At Second Chance Home, Rachel attended high school and worked part-time while Families First provided child care for Joshua. The agency also ensured that she and her infant son received proper medical care. While living at Second Chance Home, Rachel was able to do things she never had before like attend an Atlanta Braves game and take her Senior trip to Disneyworld. During her three years at Second Chance Home, Rachel has accomplished more than she ever imagined. Not only did Rachel graduate from high school, but she was a straight A student her Senior year. An internship at a veterinary hospital inspired Rachel to become a veterinary technician. She’ll be attending Gwinnett Technical College for her degree. Rachel’s goal in five years is to graduate from college, secure a good job and ensure her son has the best care and education possible.
“If it wasn’t for Second Chance Home, I never would have made it out of high school, and I’m sure I would have had more children. Second Chance has taught me structure, which has made me a better mother. I’ve also learned how to set goals, and how to achieve those goals. I now understand that you have to do certain things in order to get what you want in life.” – Rachel
Chris grew up in a middle-class family and went to private schools. As a young adult she was in control and focused, but a substance abuse problem began to jeopardize her future. Chris struggled with her problem for several years before completing an in-treatment program. After successfully completing the program, the treatment facility referred Chris to Families First for posttreatment programs and services that would assist in her continued sobriety and success.
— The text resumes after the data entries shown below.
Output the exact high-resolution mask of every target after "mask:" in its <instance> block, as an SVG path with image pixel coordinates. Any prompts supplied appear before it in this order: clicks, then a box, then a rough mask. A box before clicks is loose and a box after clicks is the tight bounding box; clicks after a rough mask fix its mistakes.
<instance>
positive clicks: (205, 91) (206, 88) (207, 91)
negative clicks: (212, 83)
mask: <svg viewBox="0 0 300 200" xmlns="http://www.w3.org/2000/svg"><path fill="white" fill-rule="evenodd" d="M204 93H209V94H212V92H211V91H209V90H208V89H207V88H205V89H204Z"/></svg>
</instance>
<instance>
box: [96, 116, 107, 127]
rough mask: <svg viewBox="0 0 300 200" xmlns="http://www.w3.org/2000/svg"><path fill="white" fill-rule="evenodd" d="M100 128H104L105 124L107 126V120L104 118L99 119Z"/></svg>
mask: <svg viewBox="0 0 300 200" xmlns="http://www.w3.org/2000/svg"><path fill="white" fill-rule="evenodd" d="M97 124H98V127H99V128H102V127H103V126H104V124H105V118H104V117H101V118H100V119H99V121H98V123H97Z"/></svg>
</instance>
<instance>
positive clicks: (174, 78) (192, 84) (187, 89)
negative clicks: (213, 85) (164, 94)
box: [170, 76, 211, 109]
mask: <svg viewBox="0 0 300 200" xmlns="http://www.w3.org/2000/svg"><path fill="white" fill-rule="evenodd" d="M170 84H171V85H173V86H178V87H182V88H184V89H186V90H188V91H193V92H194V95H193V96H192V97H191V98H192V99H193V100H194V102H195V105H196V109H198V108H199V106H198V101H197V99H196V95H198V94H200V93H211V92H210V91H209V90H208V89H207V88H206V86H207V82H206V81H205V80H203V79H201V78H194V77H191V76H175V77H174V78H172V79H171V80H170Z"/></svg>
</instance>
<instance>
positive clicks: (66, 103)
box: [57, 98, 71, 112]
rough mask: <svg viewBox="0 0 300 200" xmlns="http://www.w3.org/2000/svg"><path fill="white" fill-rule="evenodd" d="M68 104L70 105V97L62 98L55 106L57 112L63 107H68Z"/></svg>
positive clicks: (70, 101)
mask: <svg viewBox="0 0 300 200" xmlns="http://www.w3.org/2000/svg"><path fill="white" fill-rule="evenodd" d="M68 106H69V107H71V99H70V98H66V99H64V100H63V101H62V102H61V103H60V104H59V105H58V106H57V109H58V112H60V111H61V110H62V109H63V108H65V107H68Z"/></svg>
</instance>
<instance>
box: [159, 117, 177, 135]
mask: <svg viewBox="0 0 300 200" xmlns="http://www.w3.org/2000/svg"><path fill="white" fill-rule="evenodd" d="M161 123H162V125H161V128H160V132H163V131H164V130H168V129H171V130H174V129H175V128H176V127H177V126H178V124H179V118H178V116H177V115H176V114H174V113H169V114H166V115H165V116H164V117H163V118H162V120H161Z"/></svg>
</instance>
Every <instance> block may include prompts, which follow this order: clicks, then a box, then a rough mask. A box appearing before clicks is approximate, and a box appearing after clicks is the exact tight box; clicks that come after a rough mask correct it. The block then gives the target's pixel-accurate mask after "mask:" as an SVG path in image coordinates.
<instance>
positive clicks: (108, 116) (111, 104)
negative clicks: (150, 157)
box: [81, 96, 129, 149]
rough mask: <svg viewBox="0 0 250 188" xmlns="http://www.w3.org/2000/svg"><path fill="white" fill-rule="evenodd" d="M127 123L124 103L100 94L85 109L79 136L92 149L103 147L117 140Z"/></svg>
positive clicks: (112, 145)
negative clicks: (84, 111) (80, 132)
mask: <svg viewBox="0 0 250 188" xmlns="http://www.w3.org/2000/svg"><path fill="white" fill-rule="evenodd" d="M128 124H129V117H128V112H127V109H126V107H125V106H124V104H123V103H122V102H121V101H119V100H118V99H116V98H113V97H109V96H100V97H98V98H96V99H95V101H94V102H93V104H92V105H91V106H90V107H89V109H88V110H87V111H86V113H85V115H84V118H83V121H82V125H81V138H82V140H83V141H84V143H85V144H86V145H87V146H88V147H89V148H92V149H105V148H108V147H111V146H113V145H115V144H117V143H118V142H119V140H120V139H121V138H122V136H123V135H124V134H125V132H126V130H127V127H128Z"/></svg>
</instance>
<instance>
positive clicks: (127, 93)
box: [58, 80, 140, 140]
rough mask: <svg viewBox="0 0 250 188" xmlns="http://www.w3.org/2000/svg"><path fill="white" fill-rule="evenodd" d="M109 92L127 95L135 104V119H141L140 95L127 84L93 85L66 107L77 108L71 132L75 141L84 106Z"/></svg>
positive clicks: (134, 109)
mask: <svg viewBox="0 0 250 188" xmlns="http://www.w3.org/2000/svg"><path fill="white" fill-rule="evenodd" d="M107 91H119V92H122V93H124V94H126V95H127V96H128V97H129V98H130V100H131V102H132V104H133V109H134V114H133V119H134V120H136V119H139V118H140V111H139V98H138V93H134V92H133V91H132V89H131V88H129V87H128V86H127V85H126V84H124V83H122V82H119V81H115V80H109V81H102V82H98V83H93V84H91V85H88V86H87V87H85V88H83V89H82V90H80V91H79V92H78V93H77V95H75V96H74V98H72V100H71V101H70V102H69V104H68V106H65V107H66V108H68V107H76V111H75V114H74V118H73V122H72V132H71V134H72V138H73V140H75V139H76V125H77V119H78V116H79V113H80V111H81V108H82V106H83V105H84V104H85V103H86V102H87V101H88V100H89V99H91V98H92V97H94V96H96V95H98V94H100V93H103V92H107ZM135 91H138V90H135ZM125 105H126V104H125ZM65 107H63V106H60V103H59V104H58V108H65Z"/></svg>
Challenged with finding safe housing and a stable environment, Chris determined that Delowe Village, a supportive housing program that provides families shelter, counseling and access to treatment and training programs, was the best option for she and her daughter. During the time Chris has been at Delowe, much progress has been made. The accessibility to Families First staff for guidance and support has been invaluable in helping her to gain confidence and the self-assurance she needs to prepare for the next phase of her life. Through individual and group counseling sessions, Chris now knows it is okay to ask for help from others. She is now able to deal with the shame and guilt of her previous mistakes, which in turn, has given her a sense of freedom from the past. In addition, the agency has assisted Chris with rent and utilities. Since Chris works full-time, Families First also provides child care assistance for her young daughter.
Since entering the transitional housing program at Delowe Village, Chris has been clean and drug-free. This has provided Chris with stability, consistency and the desire to succeed in life, even in stressful times. Having more self-confidence has also enabled Chris to plan for her daughter’s future. She wants to go back to school eventually, but until then, she is working full-time at an upscale restaurant. Chris has been so successful in achieving her goals while in the Delowe Village program that Families First hired her as a part-time employee. Chris also volunteers as a peer coach for Families First’s Shelter-A-Family program that offers supportive housing and services to chronically homeless families.
Chris says, ““Families First has given me the opportunity to grow up and take responsibility for my life. I have learned to appreciate everything in life because I have to work and struggle for what I do have.”